I am building a 9 drawer dresser.
3 on top, 6"x18"ish
6 on bottom, 2 rows of 3, 8"x28"ish
I saw this side routed drawer slide idea…
see pic:


----------



## Dal300 (Aug 4, 2011)

BTDT, but if you want to, go ahead.

My drawers were made of tulip poplar and the slides were made from silver maple. It could have been different properties of the wood but some days it would slide easily and other days you couldn't move them at all.

I even went so far as to trim 1/32" off the slides and the drawers still stuck.

I like these slides, but haven't had much luck with them. I think I need to learn a lot more before I try them again.


----------



## steve6678 (Oct 4, 2012)

wow really? were they the same, similar type…1" dado in drawer side with maple runner.
I haven't decided yet, maybe I should do bottom center runners…
What would you suggest, anyone…???


----------



## steve6678 (Oct 4, 2012)

Oh, what is BDTD


----------



## crashn (Aug 26, 2011)

I think its Been There Done That (BTDT). I used that method on a couple router table drawers, works, eh ok. Would not do it for a heavily loaded dresser.


----------



## steve6678 (Oct 4, 2012)

good looking out.


----------



## a1Jim (Aug 9, 2008)

It works fine if tuned in properly.


----------



## DonBroussard (Mar 27, 2012)

@steve6678-I would probably put the slides toward the top of the drawer sides, about 1/3 of the distance of the drawer sides instead of right in the middle.

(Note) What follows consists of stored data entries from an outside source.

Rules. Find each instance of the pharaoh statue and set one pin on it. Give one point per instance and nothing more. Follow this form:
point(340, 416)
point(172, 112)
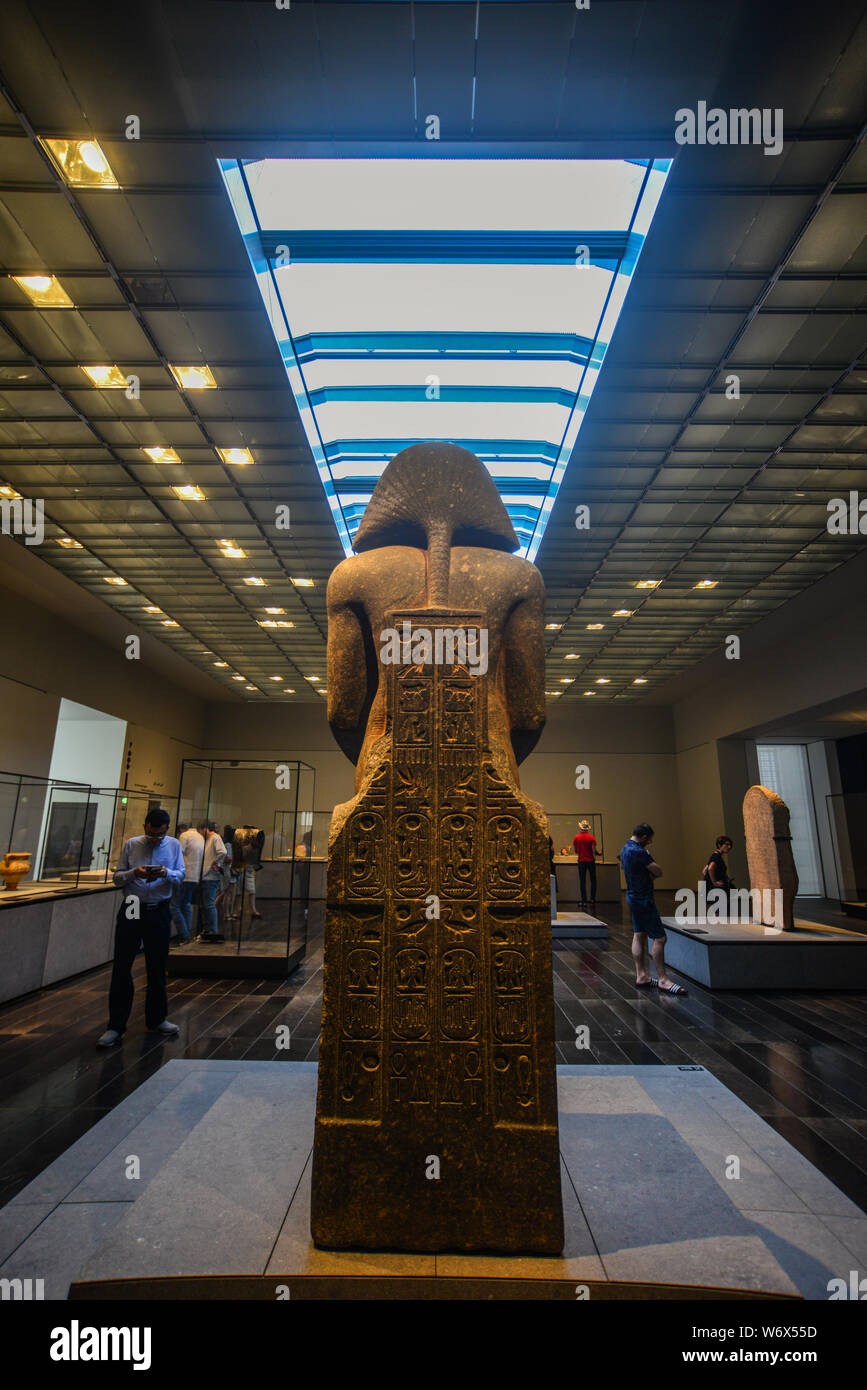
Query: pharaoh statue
point(436, 1111)
point(769, 855)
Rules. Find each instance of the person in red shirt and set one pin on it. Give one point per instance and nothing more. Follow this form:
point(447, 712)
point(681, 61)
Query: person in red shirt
point(584, 845)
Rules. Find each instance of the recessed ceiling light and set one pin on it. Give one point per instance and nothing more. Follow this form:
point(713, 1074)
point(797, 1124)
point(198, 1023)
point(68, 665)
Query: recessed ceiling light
point(159, 455)
point(82, 163)
point(241, 458)
point(107, 378)
point(193, 378)
point(43, 291)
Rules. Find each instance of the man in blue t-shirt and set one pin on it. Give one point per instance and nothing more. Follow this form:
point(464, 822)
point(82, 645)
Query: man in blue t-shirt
point(639, 870)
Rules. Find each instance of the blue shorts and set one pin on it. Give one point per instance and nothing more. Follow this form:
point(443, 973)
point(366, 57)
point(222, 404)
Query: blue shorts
point(645, 916)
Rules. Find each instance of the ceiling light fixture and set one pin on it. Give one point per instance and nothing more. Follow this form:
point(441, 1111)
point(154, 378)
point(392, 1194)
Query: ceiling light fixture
point(82, 163)
point(241, 458)
point(107, 377)
point(193, 378)
point(43, 291)
point(160, 455)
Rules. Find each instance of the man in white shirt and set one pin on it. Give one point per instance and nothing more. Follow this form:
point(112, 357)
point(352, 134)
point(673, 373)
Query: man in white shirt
point(214, 852)
point(192, 848)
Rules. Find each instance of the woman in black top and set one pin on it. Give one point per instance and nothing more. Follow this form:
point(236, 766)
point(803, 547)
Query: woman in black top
point(716, 870)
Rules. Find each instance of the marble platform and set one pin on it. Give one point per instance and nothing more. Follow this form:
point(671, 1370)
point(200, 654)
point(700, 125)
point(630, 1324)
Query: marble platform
point(224, 1189)
point(748, 957)
point(578, 925)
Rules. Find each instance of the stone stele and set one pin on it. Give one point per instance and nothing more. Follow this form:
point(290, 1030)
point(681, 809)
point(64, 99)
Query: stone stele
point(436, 1112)
point(769, 854)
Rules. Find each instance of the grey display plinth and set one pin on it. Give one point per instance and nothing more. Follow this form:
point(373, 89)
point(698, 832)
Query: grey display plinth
point(46, 937)
point(812, 957)
point(224, 1189)
point(578, 925)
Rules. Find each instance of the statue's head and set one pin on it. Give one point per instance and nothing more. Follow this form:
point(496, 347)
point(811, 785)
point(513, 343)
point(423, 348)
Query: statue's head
point(434, 496)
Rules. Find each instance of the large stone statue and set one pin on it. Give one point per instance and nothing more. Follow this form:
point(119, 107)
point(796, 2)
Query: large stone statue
point(436, 1114)
point(769, 855)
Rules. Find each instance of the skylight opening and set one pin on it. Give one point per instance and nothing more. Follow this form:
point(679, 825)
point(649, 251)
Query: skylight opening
point(470, 300)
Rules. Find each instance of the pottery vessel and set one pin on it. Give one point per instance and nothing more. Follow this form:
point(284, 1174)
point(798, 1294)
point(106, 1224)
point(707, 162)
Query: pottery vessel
point(14, 866)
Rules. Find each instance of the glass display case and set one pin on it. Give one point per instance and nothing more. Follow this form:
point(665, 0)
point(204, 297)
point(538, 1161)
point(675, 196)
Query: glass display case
point(46, 830)
point(563, 827)
point(848, 820)
point(263, 812)
point(70, 833)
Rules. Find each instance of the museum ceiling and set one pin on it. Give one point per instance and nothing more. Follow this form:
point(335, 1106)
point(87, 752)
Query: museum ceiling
point(730, 407)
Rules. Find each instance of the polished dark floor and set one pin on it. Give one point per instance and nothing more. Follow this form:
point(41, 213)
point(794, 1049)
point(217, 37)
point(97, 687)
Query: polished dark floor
point(799, 1059)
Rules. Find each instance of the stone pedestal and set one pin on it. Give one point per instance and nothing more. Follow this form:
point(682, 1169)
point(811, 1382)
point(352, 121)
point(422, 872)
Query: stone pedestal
point(436, 1115)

@Dallas-I just added BTDT to the acronym glossary. I didn't know what that was either.


----------



## bondogaposis (Dec 18, 2011)

I built a dresser 30 years ago using that method. The dresser still works great. Use a fine grained wood such as birch or maple for the runners and use 1/4 sawn if possible and wax the heck out of them.


----------